The cost to ship the product to you is obviously part of the total price you pay, which is what we all care about.
If one company sells something for $100 + $25 shipping and another sells the same thing for $125 + free shipping, aren't they the same? The first one isn't anymore cost effective. The point is you have to add these costs to see what your real price is.

Who said anything about beating up your computer.
Apple devices fail and have in the past had hardware failure that were no fault of the customers.
I don't know where you got the info that Best Buy, Gainsaver, etc technicians are certified by Apple. I'm not saying some technicians couldn't be, but most aren't.

This is a direct copy and paste from Gainsaver's web site:


> We sell used Macintosh equipment which we have cleaned, tested and confirmed is in good working order. It comes with our own 30 day warranty.
> 
> Apple refurbished is different from used. Items marked as "Apple Refurbished" have been inspected by Apple technicians, and repackaged as new equipment, with all disks, manuals and original packaging. They are truly as good as new, and come with a full year Apple warranty.

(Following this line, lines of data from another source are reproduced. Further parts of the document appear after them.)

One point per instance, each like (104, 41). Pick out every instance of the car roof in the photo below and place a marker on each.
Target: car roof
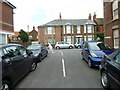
(5, 45)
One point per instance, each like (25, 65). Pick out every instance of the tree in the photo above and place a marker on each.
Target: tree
(100, 36)
(23, 36)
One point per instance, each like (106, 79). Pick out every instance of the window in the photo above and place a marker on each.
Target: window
(115, 9)
(63, 29)
(30, 37)
(84, 28)
(69, 39)
(78, 29)
(68, 29)
(90, 38)
(49, 30)
(11, 51)
(89, 28)
(116, 38)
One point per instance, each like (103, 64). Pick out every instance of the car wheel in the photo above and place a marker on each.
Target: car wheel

P.S. I'm not saying you shouldn't buy from Gainsaver, or that for some people that isn't the best or a good solution. 
I'm just saying you have to know all the facts to make the best decision for each individual and you can miss little details that are valuable when you get caught up in price alone.
We all know Apple computers are expensive

Nflder, it's looks like you are from Canada.
Are you looking at the USA or the Canadian Apple web site for refurbs?
Pretty sure they both list the same machines, but the Canadian store sells at same price but in Canadian dollars.


----------



## Nflder (Aug 21, 2003)

The Canadian site. It's interesting that some of the prices are the same for US and Cdn. I did not compare the specs carefully so don't take my word for this!!!


----------



## Nflder (Aug 21, 2003)

Just another note... We do not have an Apple store here (St. John's) we have a dealer Jump Plus. And they will support a refurbished Apple computer (as long as it's purchased from Apple or Apple refurbished). Including the warranty. I thought I'd be on my own if I didn't purchase from the dealer. I find that very encouraging that Apple and their dealers a so supportive.


----------



## Nflder (Aug 21, 2003)

OK I'm the proud owner of a MacBook Pro 13" - It's being shipped as we speak! I'm getting ready to transfer my data and would like to know the best process to input...
1. Windows Outlook (2003) Contacts and emails into the Mac.AND
2. Password Safe (from sourceforge.net)


----------



## alexhe (Mar 21, 2014)

Hi, Dear XP is definitely unsuitable for now and the future, but i think a Windows 7/8 will also suit for your computer, Macbook Pro by Apple is much expensive, much more cheaper but same quality is Lenovo, I advise you buy one.


----------



## Nflder (Aug 21, 2003)

Too late alexhe I allready got it! The MacBook Pro it's worth every penny of the extra I paid... Now I have to get all the Win Outlook stuff into it. But that's for another forum. Thanks for the suggestions here I do appreciate it.... I'll mark that solved now.


----------